When I was little my favourite book was Ferdinand the Bull, a story about a little bull who loved smelling the flowers. He did not like to fight like all the other young bulls. I was four years old when my mother first read Ferdinand to me. I remember being fascinated with how the words made pictures in my mind as I listened to them. And I loved the way the pictures in the book were drawn. Some pictures showed far away scenes with big empty white areas on the rest of the page. Other pictures showed figures in close-up, completely filling the page. I wanted to draw pictures like that – pictures that tell a story. So I did. I remember drawing a picture of a lot of sheep in a field with one sheep looking up, one looking right and another looking left. Every sheep in my picture looked towards a different place. My picture was telling a story.

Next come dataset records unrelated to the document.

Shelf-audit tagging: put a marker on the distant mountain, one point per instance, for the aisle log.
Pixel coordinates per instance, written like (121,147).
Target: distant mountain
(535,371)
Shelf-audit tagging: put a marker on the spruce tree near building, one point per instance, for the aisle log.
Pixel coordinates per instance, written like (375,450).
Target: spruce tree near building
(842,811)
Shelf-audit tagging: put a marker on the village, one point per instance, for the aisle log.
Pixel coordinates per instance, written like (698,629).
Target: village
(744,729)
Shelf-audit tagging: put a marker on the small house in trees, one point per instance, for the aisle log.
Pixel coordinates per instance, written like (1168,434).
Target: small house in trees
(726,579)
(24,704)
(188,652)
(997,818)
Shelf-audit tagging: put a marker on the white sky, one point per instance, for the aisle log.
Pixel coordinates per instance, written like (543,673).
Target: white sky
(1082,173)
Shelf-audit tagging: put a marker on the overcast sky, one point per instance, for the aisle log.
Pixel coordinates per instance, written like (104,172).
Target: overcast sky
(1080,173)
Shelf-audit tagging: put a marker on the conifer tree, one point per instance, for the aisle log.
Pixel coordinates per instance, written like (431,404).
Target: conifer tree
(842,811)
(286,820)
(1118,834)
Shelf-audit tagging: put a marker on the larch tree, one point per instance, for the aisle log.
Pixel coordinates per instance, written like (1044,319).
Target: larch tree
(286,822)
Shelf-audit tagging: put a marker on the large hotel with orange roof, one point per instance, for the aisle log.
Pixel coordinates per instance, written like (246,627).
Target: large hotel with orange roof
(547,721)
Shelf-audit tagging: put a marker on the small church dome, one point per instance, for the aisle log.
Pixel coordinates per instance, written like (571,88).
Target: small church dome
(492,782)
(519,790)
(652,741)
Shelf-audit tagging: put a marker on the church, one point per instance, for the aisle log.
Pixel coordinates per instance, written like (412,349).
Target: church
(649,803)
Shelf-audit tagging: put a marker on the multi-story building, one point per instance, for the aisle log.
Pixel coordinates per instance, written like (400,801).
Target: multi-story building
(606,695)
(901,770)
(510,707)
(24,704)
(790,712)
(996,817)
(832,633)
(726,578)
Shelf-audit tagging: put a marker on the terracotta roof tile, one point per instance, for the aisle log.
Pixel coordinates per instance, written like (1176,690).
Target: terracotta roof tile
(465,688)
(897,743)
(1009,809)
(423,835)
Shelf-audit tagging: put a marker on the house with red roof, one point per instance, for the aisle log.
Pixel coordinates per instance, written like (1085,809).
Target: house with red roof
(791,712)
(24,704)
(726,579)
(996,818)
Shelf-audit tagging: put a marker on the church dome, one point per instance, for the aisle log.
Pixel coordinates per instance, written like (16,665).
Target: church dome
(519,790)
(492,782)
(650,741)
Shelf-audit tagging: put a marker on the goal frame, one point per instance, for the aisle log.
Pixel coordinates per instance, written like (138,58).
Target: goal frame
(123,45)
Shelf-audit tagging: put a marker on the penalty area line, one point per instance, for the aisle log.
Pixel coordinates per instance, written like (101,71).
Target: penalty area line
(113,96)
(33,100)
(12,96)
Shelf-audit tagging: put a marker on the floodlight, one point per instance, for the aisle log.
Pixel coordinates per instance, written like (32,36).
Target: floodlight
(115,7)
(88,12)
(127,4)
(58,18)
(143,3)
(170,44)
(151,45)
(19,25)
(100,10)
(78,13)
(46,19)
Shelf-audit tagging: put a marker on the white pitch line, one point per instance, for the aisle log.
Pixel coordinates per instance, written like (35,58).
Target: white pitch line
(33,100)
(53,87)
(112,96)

Today I am an illustrator and a writer of children’s books. Sometimes I write the story and draw the pictures. Sometimes I illustrate a story written by somebody else. Then I first read the story over and over again. I let the words form pictures in my mind’s eye. I let the characters in the story become alive in my mind – I actually see them. I do this until the whole story becomes like a film playing inside my head - picture after picture after picture. Then it is time to start drawing.

The words and the pictures are like best friends. They cannot be without each other. Both must be there to tell the story really well. They work together like close partners. A little bull who loved smelling the flowers taught me that!

Over the years I drew many, many pictures. just in the last five years I’ve had to draw lots of people and animals and wizards and dragons and fairies and goblins and gargoyles and dinosaurs that talk and even a magical moonchild. I’ve also had to draw monsters, lots and lots of monsters. I even drew a plant called a delicious monster! And I placed them in magical forests, or in huge castles covered in silver moonlight, or on the shores of wild seas or under the waves. And I painted whole worlds on my paper in the colours I love.

Anything is possible if you have a crayon in your hand and a blank page in front of you.

I really, really love what I do... I draw pictures that tell stories!